Stoorvogel W, Geuze H J, Griffith J M, Schwartz A L, Strous G J
Laboratory of Cell Biology, University of Utrecht Medical School, The Netherlands.
J Cell Biol. 1989 Jun;108(6):2137-48. doi: 10.1083/jcb.108.6.2137.
We compared the intracellular pathways of the transferrin receptor (TfR) with those of the asialoglycoprotein receptor (ASGPR) and the cation-independent mannose 6-phosphate receptor (MPR)/insulin-like growth factor II receptor during endocytosis in Hep G2 cells. Cells were allowed to endocytose a conjugate of horseradish peroxidase and transferrin (Tf/HRP) via the TfR system. Postnuclear supernatants of homogenized cells were incubated with 3,3'-diaminobenzidine (DAB) and H2O2. Peroxidase-catalyzed oxidation of DAB within Tf/HRP-containing endosomes cross-linked their contents to DAB polymer. The cross-linking efficiency was dependent on the intravesicular Tf/HRP concentration. The loss of detectable receptors from samples of cell homogenates treated with DAB/H2O2 was used as a measure of colocalization with Tf/HRP. To compare the distribution of internalized plasma membrane receptors with Tf/HRP, cells were first surface-labeled with 125I at 0 degrees C. After uptake of surface 125I-labeled receptors at 37 degrees C in the presence of Tf/HRP, proteinase K was used at 0 degrees C to remove receptors remaining at the plasma membrane. Endocytosed receptors were isolated by means of immunoprecipitation. 125I-TfR and 125I-ASGPR were not sorted from endocytosed Tf/HRP. 125I-MPR initially also resided in Tf/HRP-containing compartments, however 70% was sorted from the Tf/HRP pathway between 20 and 45 min after uptake. To study the accessibility of total intracellular receptor pools to endocytosed Tf/HRP, nonlabeled cells were used, and the receptors were detected by means of Western blotting.
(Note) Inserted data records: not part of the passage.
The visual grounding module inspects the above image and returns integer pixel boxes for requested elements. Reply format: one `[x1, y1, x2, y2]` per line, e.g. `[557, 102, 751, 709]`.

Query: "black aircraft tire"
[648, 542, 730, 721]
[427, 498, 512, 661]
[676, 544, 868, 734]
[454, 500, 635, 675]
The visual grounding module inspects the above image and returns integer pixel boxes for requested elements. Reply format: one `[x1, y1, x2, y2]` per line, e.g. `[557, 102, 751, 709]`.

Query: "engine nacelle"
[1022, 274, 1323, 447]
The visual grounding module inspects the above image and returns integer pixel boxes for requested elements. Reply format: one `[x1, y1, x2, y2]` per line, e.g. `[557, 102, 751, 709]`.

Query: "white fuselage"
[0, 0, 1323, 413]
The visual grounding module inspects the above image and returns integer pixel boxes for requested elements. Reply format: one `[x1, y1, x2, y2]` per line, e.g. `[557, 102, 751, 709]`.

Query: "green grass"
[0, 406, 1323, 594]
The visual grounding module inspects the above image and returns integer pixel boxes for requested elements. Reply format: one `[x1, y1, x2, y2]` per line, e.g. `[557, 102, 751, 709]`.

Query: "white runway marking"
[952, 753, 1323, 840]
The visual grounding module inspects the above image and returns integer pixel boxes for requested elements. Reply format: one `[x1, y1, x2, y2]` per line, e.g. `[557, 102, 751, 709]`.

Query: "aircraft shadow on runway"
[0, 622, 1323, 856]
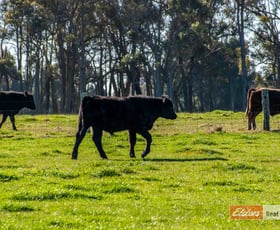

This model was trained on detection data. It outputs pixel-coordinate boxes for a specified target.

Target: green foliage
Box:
[0,113,280,229]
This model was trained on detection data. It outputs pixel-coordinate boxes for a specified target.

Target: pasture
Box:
[0,111,280,230]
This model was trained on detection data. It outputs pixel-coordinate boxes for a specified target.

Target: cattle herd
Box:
[0,88,280,159]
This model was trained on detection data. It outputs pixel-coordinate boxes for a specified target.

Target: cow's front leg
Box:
[92,129,108,159]
[72,127,88,160]
[9,114,17,130]
[129,130,136,158]
[140,131,152,158]
[0,113,8,128]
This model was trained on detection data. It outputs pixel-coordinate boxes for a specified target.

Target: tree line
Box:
[0,0,280,113]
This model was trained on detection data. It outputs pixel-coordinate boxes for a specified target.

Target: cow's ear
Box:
[161,96,167,104]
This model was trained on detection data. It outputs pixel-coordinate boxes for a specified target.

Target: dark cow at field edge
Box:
[72,96,177,159]
[0,91,36,130]
[246,88,280,130]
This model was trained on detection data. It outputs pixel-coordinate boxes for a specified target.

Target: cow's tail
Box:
[245,88,256,117]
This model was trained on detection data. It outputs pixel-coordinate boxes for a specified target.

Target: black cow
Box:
[246,88,280,130]
[0,91,36,130]
[72,96,177,159]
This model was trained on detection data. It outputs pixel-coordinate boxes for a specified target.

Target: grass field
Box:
[0,111,280,230]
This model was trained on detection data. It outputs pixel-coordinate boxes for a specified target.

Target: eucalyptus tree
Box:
[246,0,280,88]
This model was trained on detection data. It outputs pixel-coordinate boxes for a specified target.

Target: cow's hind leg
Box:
[9,114,17,130]
[0,113,8,128]
[92,128,108,159]
[72,127,89,160]
[140,131,152,158]
[129,130,136,158]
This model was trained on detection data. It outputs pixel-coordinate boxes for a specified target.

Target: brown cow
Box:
[246,88,280,130]
[72,96,177,159]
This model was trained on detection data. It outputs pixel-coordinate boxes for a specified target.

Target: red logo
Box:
[230,205,263,220]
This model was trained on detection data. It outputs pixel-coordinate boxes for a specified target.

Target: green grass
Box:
[0,111,280,229]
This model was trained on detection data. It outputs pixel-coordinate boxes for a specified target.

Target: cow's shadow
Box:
[143,157,228,162]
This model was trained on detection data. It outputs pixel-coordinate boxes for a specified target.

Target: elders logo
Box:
[230,205,280,220]
[230,205,263,220]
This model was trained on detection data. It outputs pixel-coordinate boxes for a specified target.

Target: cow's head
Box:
[24,91,36,109]
[161,96,177,120]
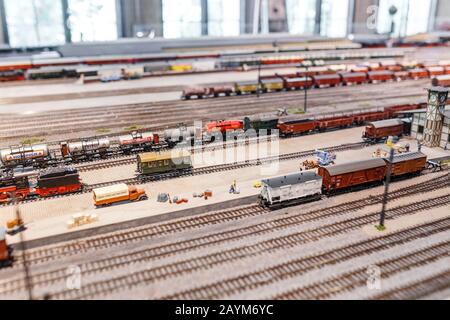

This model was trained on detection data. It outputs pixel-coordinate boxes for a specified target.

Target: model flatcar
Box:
[318,158,386,193]
[259,171,322,208]
[36,167,83,197]
[137,150,192,176]
[363,119,405,142]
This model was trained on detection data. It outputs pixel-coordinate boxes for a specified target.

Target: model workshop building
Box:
[411,87,450,149]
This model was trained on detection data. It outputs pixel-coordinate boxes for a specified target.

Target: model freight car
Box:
[339,72,367,86]
[36,167,83,197]
[283,76,314,90]
[244,115,278,134]
[92,183,148,207]
[0,227,9,267]
[278,116,316,136]
[137,150,192,175]
[234,81,260,95]
[313,74,342,88]
[363,119,405,142]
[261,78,284,92]
[259,171,322,207]
[60,138,111,161]
[384,152,427,177]
[318,158,386,193]
[0,144,51,167]
[119,131,163,154]
[431,74,450,87]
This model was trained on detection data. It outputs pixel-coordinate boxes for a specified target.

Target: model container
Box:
[384,152,427,177]
[92,183,147,207]
[260,171,322,207]
[137,150,192,175]
[0,227,9,262]
[363,119,405,141]
[318,158,386,193]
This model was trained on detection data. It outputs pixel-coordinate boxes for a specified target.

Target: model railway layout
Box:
[181,61,450,99]
[0,17,450,302]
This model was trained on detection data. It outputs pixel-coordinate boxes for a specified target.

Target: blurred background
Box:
[0,0,450,48]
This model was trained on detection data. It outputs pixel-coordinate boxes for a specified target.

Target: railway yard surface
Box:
[0,44,450,299]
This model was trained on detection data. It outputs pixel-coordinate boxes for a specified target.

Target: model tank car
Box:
[119,131,162,154]
[60,138,111,161]
[0,144,50,167]
[259,171,322,208]
[137,150,192,175]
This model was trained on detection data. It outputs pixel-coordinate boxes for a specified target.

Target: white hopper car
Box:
[260,171,322,207]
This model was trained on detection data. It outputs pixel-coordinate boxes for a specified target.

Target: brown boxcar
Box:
[367,71,394,82]
[427,67,445,77]
[409,68,429,79]
[384,152,427,177]
[0,227,9,266]
[319,158,387,193]
[363,119,405,141]
[316,116,353,131]
[431,74,450,87]
[339,72,367,85]
[394,71,409,81]
[283,77,314,90]
[278,116,316,136]
[313,74,342,88]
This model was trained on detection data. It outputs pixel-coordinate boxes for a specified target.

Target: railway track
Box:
[0,142,367,208]
[272,241,450,300]
[87,142,367,191]
[161,214,450,300]
[75,135,279,172]
[6,169,448,266]
[372,270,450,300]
[0,188,450,294]
[0,79,428,140]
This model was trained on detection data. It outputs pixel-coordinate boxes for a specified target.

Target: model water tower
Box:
[423,87,448,147]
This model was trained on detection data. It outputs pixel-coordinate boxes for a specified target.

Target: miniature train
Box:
[181,62,450,100]
[0,104,425,169]
[0,166,84,204]
[0,132,162,168]
[0,226,11,268]
[259,152,427,208]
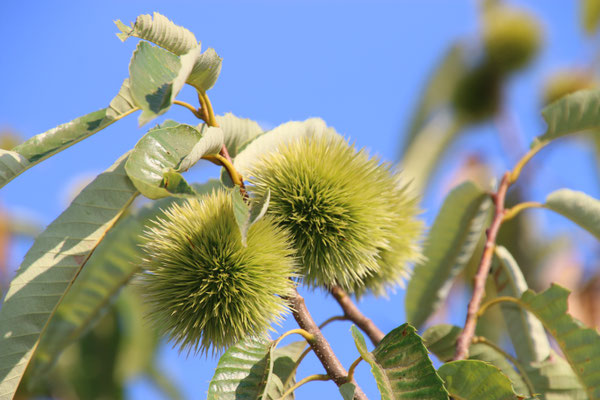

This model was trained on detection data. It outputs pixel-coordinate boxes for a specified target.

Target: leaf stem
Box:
[280,374,331,400]
[502,201,544,222]
[288,291,367,400]
[453,172,511,361]
[473,336,535,397]
[509,142,548,184]
[202,154,244,188]
[330,286,385,346]
[173,100,206,122]
[283,315,346,387]
[198,91,219,127]
[348,356,363,382]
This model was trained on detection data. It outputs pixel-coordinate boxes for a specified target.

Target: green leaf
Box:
[207,338,271,400]
[125,122,223,199]
[187,48,223,92]
[129,42,200,126]
[581,0,600,35]
[493,246,550,364]
[423,324,529,394]
[265,341,306,400]
[340,382,356,400]
[115,12,199,56]
[515,284,600,399]
[352,324,448,400]
[0,156,137,400]
[423,324,587,400]
[535,89,600,143]
[29,180,221,380]
[403,44,466,154]
[405,182,492,327]
[216,113,263,158]
[231,188,250,246]
[233,118,342,176]
[525,350,588,400]
[0,79,138,188]
[438,360,522,400]
[544,189,600,239]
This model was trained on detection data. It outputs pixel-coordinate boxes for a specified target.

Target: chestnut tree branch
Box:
[330,286,385,346]
[454,172,511,360]
[288,291,367,400]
The entire intracellular TfR population, but only 70 and 50% of ASGPR and MPR, respectively, were accessible to endocytosed Tf/HRP. These steady-state levels were reached by 10 min of continuous Tf/HRP uptake at 37 degrees C. We conclude that 30% of the intracellular ASGPR pool is not involved in endocytosis (i.e., is silent). Double-labeling immunoelectron microscopy on DAB-labeled cells showed a considerable pool of ASGPR in secretory albumin-positive, Tf/HRP-negative, trans-Golgi reticulum. We suggest that this pool represents the silent ASGPR that has been biochemically determined. A model of receptor transport routes is presented and discussed.
我们比较了转铁蛋白受体(TfR)、去唾液酸糖蛋白受体(ASGPR)以及阳离子非依赖性甘露糖6-磷酸受体(MPR)/胰岛素样生长因子II受体在Hep G2细胞内吞过程中的细胞内途径。使细胞通过TfR系统内吞辣根过氧化物酶与转铁蛋白的偶联物(Tf/HRP)。将匀浆细胞的核后上清液与3,3'-二氨基联苯胺(DAB)和H2O2一起孵育。含Tf/HRP的内体中过氧化物酶催化的DAB氧化将其内容物交联到DAB聚合物上。交联效率取决于囊泡内Tf/HRP的浓度。用DAB/H2O2处理的细胞匀浆样品中可检测到的受体的损失用作与Tf/HRP共定位的指标。为了比较内化的质膜受体与Tf/HRP的分布,首先在0℃用125I对细胞进行表面标记。在37℃于Tf/HRP存在下摄取表面125I标记的受体后,在0℃使用蛋白酶K去除残留在质膜上的受体。通过免疫沉淀分离内吞的受体。125I-TfR和125I-ASGPR未从内吞的Tf/HRP中分拣出来。125I-MPR最初也存在于含Tf/HRP的区室中,然而在摄取后20至45分钟之间,70%从Tf/HRP途径中被分拣出来。为了研究细胞内总受体库对内吞的Tf/HRP的可及性,使用未标记的细胞,并通过蛋白质印迹法检测受体。内吞的Tf/HRP可接触到整个细胞内的TfR群体,但分别仅70%和50%的ASGPR和MPR。在37℃持续摄取Tf/HRP 10分钟后达到这些稳态水平。我们得出结论,细胞内30%的ASGPR库不参与内吞作用(即处于沉默状态)。对DAB标记的细胞进行双标记免疫电子显微镜检查显示,在分泌白蛋白阳性、Tf/HRP阴性的反式高尔基体网状结构中有大量的ASGPR。我们认为这个库代表了已通过生物化学方法确定的沉默ASGPR。提出并讨论了受体运输途径的模型。